# Natural cedar handrail posts



## skniper (Oct 31, 2008)

Just found this forum, looking for advice. My father in law and I have built quite the fancy tree house around a big water oak in my back yard for the kiddos.
For the handrail posts (spindles) I have cut lots of natural straight cedar posts (1.5" - 2" dia.) from small cedar trees at the deer camp....going for a more natural rustic look. The problem is how to fit round irregular wood to straight 2x4 handrail supports. I kinda figured a way to cut a flat surface on the posts and screw them to a flat rail, but its not as easy as it seems and very time consuming.

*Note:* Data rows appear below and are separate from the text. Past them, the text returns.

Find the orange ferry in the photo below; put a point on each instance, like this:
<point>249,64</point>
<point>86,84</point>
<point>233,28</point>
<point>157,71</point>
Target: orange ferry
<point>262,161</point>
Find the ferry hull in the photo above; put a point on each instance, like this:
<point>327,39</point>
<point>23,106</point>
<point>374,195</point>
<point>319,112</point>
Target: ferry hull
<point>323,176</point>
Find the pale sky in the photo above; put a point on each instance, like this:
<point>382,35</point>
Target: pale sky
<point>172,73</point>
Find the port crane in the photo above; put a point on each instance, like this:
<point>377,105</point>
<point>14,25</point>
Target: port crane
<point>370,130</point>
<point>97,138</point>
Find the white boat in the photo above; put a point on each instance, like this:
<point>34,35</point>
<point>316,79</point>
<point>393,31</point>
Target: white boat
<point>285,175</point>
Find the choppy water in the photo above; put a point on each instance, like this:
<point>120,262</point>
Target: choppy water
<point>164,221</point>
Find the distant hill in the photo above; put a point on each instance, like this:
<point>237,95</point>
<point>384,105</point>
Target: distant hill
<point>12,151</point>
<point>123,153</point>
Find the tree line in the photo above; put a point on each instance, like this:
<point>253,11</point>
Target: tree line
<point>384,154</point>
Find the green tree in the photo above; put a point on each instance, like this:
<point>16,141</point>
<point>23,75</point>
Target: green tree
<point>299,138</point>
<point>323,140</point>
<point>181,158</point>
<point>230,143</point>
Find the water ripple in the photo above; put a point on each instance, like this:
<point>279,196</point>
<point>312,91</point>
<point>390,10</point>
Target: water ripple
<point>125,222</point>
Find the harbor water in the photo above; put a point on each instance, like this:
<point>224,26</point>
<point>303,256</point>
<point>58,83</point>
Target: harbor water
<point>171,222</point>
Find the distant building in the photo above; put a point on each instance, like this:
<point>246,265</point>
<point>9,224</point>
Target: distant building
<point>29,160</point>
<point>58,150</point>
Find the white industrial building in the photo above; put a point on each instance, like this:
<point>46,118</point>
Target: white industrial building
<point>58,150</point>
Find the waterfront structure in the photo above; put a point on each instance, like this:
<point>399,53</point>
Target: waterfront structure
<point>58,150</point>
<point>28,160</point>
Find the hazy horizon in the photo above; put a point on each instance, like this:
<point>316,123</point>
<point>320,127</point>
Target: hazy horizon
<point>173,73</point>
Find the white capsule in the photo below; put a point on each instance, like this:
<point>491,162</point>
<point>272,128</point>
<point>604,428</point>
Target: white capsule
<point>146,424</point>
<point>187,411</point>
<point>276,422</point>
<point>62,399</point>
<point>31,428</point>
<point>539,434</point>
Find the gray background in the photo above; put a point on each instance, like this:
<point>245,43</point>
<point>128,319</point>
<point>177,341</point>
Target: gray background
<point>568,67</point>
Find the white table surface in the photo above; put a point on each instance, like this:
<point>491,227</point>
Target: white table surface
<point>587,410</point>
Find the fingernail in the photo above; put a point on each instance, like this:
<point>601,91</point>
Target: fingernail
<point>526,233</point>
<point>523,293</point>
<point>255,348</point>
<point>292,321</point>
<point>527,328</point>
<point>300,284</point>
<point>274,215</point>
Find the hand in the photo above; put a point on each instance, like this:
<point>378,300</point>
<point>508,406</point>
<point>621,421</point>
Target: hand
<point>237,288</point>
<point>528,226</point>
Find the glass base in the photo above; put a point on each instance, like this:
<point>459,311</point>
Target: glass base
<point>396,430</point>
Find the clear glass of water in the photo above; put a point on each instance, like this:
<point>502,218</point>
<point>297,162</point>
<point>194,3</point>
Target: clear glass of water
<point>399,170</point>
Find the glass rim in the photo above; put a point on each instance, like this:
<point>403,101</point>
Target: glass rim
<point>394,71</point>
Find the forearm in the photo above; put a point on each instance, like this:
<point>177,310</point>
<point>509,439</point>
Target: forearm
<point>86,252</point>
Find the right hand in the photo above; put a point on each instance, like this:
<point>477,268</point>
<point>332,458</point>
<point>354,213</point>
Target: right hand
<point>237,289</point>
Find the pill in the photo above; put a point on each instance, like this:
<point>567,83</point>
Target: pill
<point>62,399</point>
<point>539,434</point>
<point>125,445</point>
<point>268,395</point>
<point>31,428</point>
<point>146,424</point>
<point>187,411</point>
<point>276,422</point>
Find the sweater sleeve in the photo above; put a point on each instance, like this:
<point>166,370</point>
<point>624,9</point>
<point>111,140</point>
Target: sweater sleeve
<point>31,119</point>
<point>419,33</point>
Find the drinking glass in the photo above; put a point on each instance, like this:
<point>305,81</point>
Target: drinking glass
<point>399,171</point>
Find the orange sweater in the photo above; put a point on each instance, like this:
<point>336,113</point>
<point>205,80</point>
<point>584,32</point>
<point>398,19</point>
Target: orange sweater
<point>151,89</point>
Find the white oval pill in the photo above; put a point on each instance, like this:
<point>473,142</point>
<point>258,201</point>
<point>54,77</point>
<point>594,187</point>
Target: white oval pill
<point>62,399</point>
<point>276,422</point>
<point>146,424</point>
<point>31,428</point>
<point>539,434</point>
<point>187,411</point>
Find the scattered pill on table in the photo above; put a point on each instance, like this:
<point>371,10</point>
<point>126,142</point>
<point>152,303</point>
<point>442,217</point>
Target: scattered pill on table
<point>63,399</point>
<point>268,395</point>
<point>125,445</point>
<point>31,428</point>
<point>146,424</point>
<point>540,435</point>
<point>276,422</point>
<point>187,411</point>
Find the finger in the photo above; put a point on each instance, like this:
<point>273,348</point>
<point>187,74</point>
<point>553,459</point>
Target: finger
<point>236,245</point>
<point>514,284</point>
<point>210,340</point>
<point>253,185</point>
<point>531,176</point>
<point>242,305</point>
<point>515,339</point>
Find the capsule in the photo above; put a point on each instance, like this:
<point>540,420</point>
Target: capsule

A guy at work told me about some drill attachments that will turn a finished "cone" at the end of an irregular post and another attachment that will drill a matching hole in the rail to inset the post. A sort of tap & die for wood I guess. 

Anyone know what i'm talking about? 

Sure would be nice to finish out this detail pretty quick and A LOT easier.
Thanks for any suggestions.


----------



## 3192 (Dec 30, 2004)

Better sit down and get your billfold out....lol. gb

http://www.rockler.com/product.cfm?page=20396http://www.google.com/products?hl=e...a=X&oi=product_result_group&resnum=5&ct=title


----------



## Tortuga (May 21, 2004)

Might be a little cheaper and less work to drill the rail with forstner bits to fit the spindles, a little wood glue and a long screw oughta hold till the kids grow up.LOL The forstner bits can be bought individually in almost any diameter up to about 3+ inches

http://www.woodcraft.com/product.aspx?ProductID=147069&FamilyID=774&refcode=08IN11RL


----------



## skniper (Oct 31, 2008)

Thanks guys, didnt even know the terminology to look up what I need. Gives me some options to look at.


----------